Multiple test are done and errors are checked.
Sex is calculated based on the gender
column.
The steril
column need to be a boolean either TRUE, FALSE or 'NA'.
Will be considered available any individual with no 'NA' values in the
available
column.
Duplicated indId
will nullify the relationship of the individual.
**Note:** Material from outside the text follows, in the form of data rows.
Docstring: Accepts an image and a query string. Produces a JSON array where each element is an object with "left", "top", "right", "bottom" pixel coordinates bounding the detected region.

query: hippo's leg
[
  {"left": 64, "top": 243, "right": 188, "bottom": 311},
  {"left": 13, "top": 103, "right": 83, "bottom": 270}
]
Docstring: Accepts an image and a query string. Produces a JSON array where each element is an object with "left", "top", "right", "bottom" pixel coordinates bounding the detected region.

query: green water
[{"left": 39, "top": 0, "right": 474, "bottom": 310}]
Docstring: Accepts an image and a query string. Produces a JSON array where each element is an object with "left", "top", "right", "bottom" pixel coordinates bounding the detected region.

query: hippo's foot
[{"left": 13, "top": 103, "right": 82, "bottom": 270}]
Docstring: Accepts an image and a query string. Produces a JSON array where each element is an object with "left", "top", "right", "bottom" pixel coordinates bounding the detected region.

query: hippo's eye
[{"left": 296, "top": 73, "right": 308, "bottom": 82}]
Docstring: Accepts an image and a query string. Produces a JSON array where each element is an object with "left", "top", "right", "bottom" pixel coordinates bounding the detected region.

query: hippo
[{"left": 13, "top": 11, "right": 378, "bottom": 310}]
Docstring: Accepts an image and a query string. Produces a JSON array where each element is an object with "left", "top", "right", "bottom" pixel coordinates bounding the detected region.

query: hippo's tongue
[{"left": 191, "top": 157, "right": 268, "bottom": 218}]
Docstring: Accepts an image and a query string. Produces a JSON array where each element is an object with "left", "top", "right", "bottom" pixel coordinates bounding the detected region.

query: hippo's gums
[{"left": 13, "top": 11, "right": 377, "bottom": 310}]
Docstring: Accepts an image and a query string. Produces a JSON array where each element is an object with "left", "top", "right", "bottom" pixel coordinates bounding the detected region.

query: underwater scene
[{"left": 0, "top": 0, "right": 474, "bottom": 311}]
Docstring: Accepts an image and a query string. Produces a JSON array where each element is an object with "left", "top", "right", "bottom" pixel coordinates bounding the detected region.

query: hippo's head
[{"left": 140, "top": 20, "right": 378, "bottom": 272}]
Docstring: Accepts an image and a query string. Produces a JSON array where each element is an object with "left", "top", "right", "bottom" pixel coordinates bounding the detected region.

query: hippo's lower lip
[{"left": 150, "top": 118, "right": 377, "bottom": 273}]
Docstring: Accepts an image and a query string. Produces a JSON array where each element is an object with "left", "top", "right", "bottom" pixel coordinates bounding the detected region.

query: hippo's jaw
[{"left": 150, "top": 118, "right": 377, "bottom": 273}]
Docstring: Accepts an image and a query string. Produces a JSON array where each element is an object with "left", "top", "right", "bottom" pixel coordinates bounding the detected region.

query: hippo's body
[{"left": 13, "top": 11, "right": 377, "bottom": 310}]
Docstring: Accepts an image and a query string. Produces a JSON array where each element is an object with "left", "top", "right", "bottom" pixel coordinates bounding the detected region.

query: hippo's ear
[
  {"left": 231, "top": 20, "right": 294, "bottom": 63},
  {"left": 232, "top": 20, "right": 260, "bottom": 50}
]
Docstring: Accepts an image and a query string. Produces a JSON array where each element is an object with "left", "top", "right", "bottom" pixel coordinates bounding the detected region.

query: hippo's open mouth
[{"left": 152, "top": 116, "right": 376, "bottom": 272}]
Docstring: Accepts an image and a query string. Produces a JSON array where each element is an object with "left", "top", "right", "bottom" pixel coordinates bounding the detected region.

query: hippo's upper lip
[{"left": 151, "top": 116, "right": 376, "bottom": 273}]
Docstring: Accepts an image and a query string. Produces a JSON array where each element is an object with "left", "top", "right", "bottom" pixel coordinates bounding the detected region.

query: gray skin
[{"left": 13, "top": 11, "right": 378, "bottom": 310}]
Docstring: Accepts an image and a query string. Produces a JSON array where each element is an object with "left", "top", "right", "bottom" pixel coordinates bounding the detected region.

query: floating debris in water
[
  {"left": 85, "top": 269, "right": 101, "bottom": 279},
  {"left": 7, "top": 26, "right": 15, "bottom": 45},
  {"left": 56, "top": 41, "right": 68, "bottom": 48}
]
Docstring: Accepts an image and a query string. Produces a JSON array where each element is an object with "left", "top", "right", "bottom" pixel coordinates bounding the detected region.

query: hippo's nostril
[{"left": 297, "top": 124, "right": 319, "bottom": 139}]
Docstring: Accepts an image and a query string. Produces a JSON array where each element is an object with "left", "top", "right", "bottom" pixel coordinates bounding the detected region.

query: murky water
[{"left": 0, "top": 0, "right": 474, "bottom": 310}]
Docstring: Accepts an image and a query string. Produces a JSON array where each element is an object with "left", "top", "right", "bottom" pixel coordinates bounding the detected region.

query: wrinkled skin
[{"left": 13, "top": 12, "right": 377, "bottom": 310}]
All individuals with errors will be remove from the dataframe and will
be transfered to the error dataframe.
A number of checks are done to ensure the dataframe is correct:
Examples
df <- data.frame(
indId = c(1, 2, 3, 4, 5, 6, 7, 8, 9, 10),
fatherId = c("A", 0, 1, 3, 0, 4, 1, 0, 6, 6),
motherId = c(0, 0, 2, 2, 0, 5, 2, 0, 8, 8),
gender = c(1, 2, "m", "man", "f", "male", "m", "m", "f", "f"),
available = c("A", "1", 0, NA, 1, 0, 1, 0, 1, 0),
famid = c(1, 1, 1, 1, 1, 1, 1, 2, 2, 2),
sterilisation = c("TRUE", "FALSE", TRUE, FALSE, 1, 0, 1, 0, 1, "TRUE"),
vitalStatus = c("TRUE", "FALSE", TRUE, FALSE, 1, 0, 1, 0, 1, 0),
affection = c("TRUE", "FALSE", TRUE, FALSE, 1, 0, 1, 0, 1, 0)
)
tryCatch(
norm_ped(df),
error = function(e) print(e)
)
#> <simpleError in check_columns(ped_df, cols_need, cols_used, cols_to_use, others_cols = TRUE, cols_to_use_init = TRUE, cols_used_init = TRUE, cols_used_del = cols_used_del): Columns : famid are used by the script and would be overwritten.
#> >